Believe and Obey

A Radical Christian Perspective on the World's News & Current Events

Current Macro Indicators: Updated April 1, 2023

Believe and Obey Recession Indicator: 100%

Believe and Obey  Bubble Barometer: 136.9

See methodology

A Prudent Money Plan for God's People

Below is a sound, conservative investment philosophy for your consideration.  I am not guaranteeing success, nor am I saying this is the only way to succeed.  I am saying that this makes sense to me, and it is, in fact, the way I invest my own long-term assets.  

DISCLAIMER

believeandobey.net is not a registered investment, legal or tax advisor or a broker/ dealer. All investment/ financial opinions expressed by believeandobey.net are from the personal research and experience of the owner of the site and are intended as educational material. Although best efforts are made to ensure that all information is accurate and up to date, occasionally unintended errors and misprints may occur.

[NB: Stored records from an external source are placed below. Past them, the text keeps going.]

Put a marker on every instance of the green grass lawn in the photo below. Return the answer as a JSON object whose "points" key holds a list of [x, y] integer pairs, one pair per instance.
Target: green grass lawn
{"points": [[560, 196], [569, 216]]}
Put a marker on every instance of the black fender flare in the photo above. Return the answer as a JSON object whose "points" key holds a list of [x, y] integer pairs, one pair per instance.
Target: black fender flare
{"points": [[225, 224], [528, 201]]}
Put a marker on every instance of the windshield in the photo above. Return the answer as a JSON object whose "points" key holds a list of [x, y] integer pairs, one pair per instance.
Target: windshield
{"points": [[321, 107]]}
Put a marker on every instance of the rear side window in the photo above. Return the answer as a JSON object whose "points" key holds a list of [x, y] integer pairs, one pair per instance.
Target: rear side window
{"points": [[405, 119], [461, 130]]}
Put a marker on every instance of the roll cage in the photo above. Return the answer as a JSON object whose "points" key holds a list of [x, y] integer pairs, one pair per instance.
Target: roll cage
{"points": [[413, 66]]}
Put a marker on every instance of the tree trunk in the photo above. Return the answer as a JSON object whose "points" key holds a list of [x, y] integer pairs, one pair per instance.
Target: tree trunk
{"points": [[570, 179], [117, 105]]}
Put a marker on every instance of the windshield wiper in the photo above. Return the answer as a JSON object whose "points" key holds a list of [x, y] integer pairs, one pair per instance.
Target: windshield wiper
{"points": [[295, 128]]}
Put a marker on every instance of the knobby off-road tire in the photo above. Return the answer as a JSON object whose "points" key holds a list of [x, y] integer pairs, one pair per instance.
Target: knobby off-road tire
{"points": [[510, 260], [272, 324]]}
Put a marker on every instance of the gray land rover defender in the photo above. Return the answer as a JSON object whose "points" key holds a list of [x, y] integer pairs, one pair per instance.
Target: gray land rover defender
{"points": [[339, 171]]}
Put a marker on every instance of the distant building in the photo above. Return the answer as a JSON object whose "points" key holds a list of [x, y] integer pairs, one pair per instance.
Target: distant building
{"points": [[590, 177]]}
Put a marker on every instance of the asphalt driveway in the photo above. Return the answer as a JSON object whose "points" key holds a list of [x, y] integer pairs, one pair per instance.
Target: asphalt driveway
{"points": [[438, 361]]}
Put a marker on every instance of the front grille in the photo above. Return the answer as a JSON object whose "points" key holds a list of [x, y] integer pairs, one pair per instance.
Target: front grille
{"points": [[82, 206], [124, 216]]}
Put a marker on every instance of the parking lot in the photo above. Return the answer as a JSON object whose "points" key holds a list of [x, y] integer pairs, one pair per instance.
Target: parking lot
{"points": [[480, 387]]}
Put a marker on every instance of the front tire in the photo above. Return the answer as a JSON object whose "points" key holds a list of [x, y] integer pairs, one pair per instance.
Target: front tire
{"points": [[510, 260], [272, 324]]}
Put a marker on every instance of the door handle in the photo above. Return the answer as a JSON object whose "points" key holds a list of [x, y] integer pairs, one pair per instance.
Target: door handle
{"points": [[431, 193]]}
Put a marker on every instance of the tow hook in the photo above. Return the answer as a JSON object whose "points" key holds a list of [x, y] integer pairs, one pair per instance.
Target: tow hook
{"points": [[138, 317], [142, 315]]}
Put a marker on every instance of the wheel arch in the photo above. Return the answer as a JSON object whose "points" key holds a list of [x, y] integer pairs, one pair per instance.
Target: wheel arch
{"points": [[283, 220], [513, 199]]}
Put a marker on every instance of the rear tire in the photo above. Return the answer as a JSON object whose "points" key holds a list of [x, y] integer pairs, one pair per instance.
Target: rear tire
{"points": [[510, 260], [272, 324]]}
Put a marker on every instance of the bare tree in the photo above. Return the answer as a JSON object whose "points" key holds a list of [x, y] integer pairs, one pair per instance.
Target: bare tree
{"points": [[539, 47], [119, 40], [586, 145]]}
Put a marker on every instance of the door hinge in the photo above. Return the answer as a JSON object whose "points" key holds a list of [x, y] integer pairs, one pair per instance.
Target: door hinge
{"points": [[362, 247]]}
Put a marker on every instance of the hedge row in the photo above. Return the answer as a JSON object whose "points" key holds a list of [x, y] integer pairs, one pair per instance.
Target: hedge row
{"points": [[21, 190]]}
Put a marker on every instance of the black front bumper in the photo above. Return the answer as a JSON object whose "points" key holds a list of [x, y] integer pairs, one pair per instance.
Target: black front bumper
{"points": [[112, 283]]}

Our content is intended to be used and must be used for informational purposes only. It is very important to do your own analysis before making any investment based on your own personal circumstances. You should take independent financial advice from a professional in connection with, or independently research and verify, any information that you find on our Website and wish to rely upon, whether for the purpose of making an investment decision or otherwise.

 

Philosophy:

The Believe and Obey philosophy stands upon 4 pillars:

  1. Low cost: As is discussed below the key driver of long-term investment performance is keeping expenses low.  This is as true in investing as in any other business.  Most of the underperformance of the average investor can be explained by fees that are too high.  This is what leads us to passive management via ETFs, as we shall see.
  2. Simple Strategy: An investment strategy should be simple enough for the non-professional to implement.  It is like a light switch; you don’t need to know all the intricacies of the power grid that stands behind it, only when to turn the switch off and on.  This plan tells you exactly when to make a move and does so in plain language.
  3. Rule Based: The temptation to play “hunches” and follow your gut is a sure path to subpar investment returns.  Successful investors have a rule or set of rules that guide their investment actions.  The heat of the moment is no time to formulate strategy.  Choose a strategy that makes sense; look at the back testing, then follow the rule.  Rules based investing removes much of the emotions that can ruin an investment plan.
  4. Emotionally Attainable: This is key.  All the previous three pillars are for naught if the plan is not emotionally attainable.  By this we mean that a plan that expects you to completely ride out gut wrenching downdrafts is simply not realistic.  Most investors bailed out during the massive drops in 2008-2009, locking in substantial losses.  Investors have a long well-documented history of bailing out near the bottom of downdrafts due to emotional distress.  The Believe and Obey Plan is crafted such that you will be safely on the sidelines during such traumatic events.

Let us now turn to the actual methodology of The Believe and Obey Plan

Methodology:

The Need for Passive Investing:

Active investing requires a hands-on approach, typically by a portfolio manager or other so-called active participant. Passive investing involves less buying and selling and often results in investors buying index funds or other mutual funds.

The prime example of a passive approach is to buy an index fund that follows one of the major indices like the S&P 500 or Dow Jones. Whenever these indices switch up their constituents, the index funds that follow them automatically switch up their holdings by selling the stock that’s leaving and buying the stock that’s becoming part of the index. This is why it’s such a big deal when a company becomes big enough to be included in one of the major indices: It guarantees that the stock will become a core holding in thousands of major funds.

Some of the key benefits of passive investing are:

  • Ultra-low fees: There’s nobody picking stocks, so oversight is much less expensive. Passive funds simply follow the index they use as their benchmark.
  • Transparency: It is always clear which assets are in an index fund.
  • Tax efficiency: Their buy-and-hold strategy doesn’t typically result in a massive capital gains tax for the year.

Active strategies have these shortcomings:

  • Very expensive: Thomson Reuters Lipper pegs the average expense ratio at 1.4 percent for an actively managed equity fund, compared to only 0.6 percent for the average passive equity fund. Fees are higher because all that active buying and selling triggers transaction costs, not to mention that you’re paying the salaries of the analyst team researching equity picks. All those fees over decades of investing can kill returns.
  • Active risk: Active managers are free to buy any investment they think would bring high returns, which is great when the analysts are right but terrible when they’re wrong.

So, which of these strategies makes investors more money? You’d think a professional money manager’s capability would trump a basic index fund. But they don’t. If we look at superficial performance results, passive investing works best for most investors. Study after study (over decades) shows disappointing results for the active managers.  This piece from Morningstar goes into more detail.